To try to get a handle on all of this, since the second ad had no URL, I went to the electronic version online at Information Week archives but discovered that the ads don’t appear in the PDF. No problem; I went to the advertisers’ index and clicked on the Autonomy link, thinking that the link would take me to the ControlPoint pages on their Web site. It only took me to the main page for Autonomy where there was nothing referring to ControlPoint, compliance, regulation or governance (all words prominent in the magazine print ads). I tried the drop-down for Products; nothing there either. At least Autonomy uses IDOL as its search engine on its own Web site, so I tried it. Yea! ControlPoint appeared in the results; the first entry got me to a page describing it.

But what else did I learn by following the breadcrumbs? A step back to the “products” level brought me to an Autonomy Electronics Records Management description and I began to notice the logo in the upper right said “Autonomy Meridio.” Lots of clicks later, I discovered that Meridio was acquired by Autonomy in 2007, which I probably would have known if I had paid more attention to “non-search” stuff. ControlPoint belongs in that family of products. When I clicked on this sidebar link, Autonomy ControlPoint: Information Governance for SharePoint and this one, Meridio eDRM for Microsoft Office, more questions came to mind:

  • Is Autonomy, the search company with its Meridio and Interwoven acquisitions, having a serious run at Microsoft by entering their traditional markets?
  • If an office tools software company like Microsoft slides into the search market by acquiring FAST and then leverages its great success with SharePoint by making FAST its default search offering, why shouldn’t Autonomy turn the tables?
  • By appealing to IT professionals will Autonomy be able to gain mind share that pits them directly against Microsoft with language like “Named Email and Compliance Vendor of the Year by Financial-i” and “Is SharePoint enough?”

Yes, we are going well Beyond Search, aren’t we?
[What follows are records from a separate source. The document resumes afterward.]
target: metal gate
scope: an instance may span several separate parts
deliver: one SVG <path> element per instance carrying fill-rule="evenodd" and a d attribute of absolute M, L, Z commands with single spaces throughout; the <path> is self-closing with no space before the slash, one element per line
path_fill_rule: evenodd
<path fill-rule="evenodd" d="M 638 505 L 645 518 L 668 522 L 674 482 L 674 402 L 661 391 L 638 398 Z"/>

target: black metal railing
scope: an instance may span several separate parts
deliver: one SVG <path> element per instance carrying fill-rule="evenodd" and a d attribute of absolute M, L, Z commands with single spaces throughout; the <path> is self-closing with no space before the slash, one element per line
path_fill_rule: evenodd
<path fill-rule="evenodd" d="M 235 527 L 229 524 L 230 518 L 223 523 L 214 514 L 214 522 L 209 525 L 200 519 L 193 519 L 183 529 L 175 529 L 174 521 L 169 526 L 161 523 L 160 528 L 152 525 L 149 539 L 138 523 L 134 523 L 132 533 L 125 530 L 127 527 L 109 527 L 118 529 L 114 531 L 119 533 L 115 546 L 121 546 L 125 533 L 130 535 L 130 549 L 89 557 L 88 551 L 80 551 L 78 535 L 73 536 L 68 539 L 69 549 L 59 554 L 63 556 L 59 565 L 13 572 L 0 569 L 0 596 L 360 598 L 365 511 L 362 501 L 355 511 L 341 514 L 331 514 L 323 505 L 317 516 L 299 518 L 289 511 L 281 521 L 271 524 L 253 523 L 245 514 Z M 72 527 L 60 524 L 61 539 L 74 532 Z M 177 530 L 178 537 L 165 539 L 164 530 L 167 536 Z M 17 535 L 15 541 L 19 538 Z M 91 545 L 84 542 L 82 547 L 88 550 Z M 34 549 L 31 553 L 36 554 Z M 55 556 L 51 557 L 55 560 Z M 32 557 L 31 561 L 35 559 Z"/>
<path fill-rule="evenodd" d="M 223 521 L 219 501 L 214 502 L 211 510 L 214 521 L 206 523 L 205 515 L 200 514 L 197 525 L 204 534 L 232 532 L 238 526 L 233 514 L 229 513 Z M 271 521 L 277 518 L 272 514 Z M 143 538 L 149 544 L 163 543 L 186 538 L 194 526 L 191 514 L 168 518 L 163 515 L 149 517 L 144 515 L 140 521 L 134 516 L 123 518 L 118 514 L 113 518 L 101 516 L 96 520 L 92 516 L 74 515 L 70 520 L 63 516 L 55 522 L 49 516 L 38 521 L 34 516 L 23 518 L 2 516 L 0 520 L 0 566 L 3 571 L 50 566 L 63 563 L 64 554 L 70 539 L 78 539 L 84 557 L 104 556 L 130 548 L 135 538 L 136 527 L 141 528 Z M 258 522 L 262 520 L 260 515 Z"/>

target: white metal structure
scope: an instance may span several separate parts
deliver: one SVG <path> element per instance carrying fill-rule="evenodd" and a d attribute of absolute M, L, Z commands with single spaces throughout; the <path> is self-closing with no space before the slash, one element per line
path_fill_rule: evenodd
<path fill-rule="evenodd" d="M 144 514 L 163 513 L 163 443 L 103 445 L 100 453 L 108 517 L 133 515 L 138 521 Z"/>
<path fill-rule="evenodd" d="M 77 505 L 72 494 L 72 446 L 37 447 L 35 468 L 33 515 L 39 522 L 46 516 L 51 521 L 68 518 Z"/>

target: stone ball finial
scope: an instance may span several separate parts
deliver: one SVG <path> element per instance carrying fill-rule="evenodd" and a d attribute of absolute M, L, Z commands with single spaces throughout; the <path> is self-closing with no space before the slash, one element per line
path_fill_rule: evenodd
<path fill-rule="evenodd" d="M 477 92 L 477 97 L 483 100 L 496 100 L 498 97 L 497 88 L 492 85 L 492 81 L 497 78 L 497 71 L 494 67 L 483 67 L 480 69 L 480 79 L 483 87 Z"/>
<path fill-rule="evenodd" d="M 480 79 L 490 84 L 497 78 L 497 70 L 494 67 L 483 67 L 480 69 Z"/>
Collaboration and Expertise Bring Focus to Enterprise Search

The topic of the month seems to be “social search;” I confess to being a willing participant in this new semantic framing of a rash of innovative new tools for enterprise search products. I would, however, defer to the professional intent of some great new features by stressing that this is really a next step in bringing collaboration closer to where expert knowledge workers do their work. As I view enterprises with a heavy research component, 10 – 30% of the average professional’s time is spent in a search environment. In other words, we all spend a lot of our day just looking for “stuff.” We also spend a significant amount of time in meetings, exchanging emails, and making presentations. More and more of us contribute to collaboration spaces where we work together on various types of document production.

Putting together the work habits and needs of a time-poor and information-rich community of knowledge workers in a post-processing environment where they can “mash up,” tag and commentate their search discoveries is a natural evolution of search technology. It is remarkable to see how search companies that are serious about the enterprise market (search within and for the enterprise) are rapidly turning out enhancements for their audiences, now that they are convinced that “Enterprise 2.0” has a boatload of early adopters in the wings. Search should always be about connecting experts and their content. Add collaboration and the ability to enrich search results by searchers for the benefit of their colleagues and you have a model for, soon-to-be, heavily adopted products.

That pretty much sums up how we should be thinking about “social search” in the enterprise. You can hear more of my views in a KMWorld Webinar, Using Social Search to Drive Innovation through Collaboration next Tuesday in a presentation sponsored by Vivisimo, one of the leaders in this area.

The week had plenty of virtual ink devoted this topic so you might want to check out these two articles with more commentary. The first was in eWeek, by Clint Boulton, Vivisimo Marries Search, Social Networking. The second shows that Google is on the bandwagon, as well, Google Enterprise Search gets social, a blog entry at C|Net by Rafe Needleman.